Defining power before adjectives
Power in international relations is the capacity to make another actor do what it would not otherwise do, or to shape the framework within which it acts. Classical realism treats power as the central currency: Hans Morgenthau, in Politics Among Nations, defined interest in terms of power and ranked military and economic capability as the decisive variables. But twentieth-century scholarship fractured this monolith into a typology of four adjectives every candidate must distinguish precisely.
Hard power
Hard power is coercion and inducement through tangible resources—military force and economic leverage. It rests on the command mode: payment (bribes, aid, trade access) and threat (sanctions, blockade, war). Its legal outer limits are set by the UN Charter (1945): Article 2(4) prohibiting the threat or use of force, with Article 51 preserving self-defence. Sanctions regimes under Chapter VII are institutionalised hard power. Mearsheimer's The Tragedy of Great Power Politics (2001) is the purest modern statement that material, especially military, capability dictates outcomes—offensive realism.
Soft power
Joseph Nye coined soft power in Bound to Lead (1990) and elaborated it in Soft Power (2004): the ability to obtain preferred outcomes through attraction and co-option rather than coercion or payment.
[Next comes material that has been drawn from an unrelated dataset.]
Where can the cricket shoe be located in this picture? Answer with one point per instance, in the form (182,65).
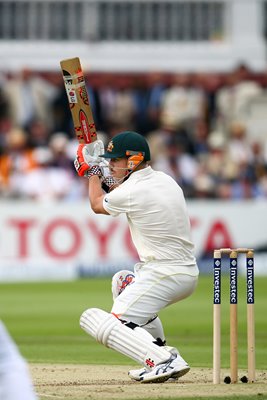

Its three resources are a state's culture, its political values, and the perceived legitimacy of its foreign policy. Soft power is not propaganda; it works when others want what you want. Indian classical examples—diaspora networks, Bollywood, yoga (the UN's International Day of Yoga, 21 June, established by UNGA Resolution 69/131, 2014), the Buddhist heritage corridor—are high-yield illustrations.
Smart power
Smart power is the deliberate combination of hard and soft instruments into a coherent strategy. Nye developed the term, and Hillary Clinton invoked it in her 2009 confirmation testimony as Secretary of State to describe an integrated diplomacy-development-defence ('3D') posture. The examinable point: smart power is not a third resource but a strategic competence—knowing when attraction serves and when coercion is required.
Sharp power
The newest category. Sharp power was coined by the National Endowment for Democracy (Christopher Walker and Jessica Ludwig, 2017) to describe authoritarian states' use of information manipulation, distraction, censorship and elite capture to pierce or perforate the political and information environments of target societies. Unlike soft power, it does not attract; it deceives and divides. The 2017 NED report named Chinese and Russian influence operations as paradigm cases. Distinguishing sharp from soft power is a frequent trap in objective papers—soft power is benign attraction; sharp power is coercive subversion masquerading as engagement.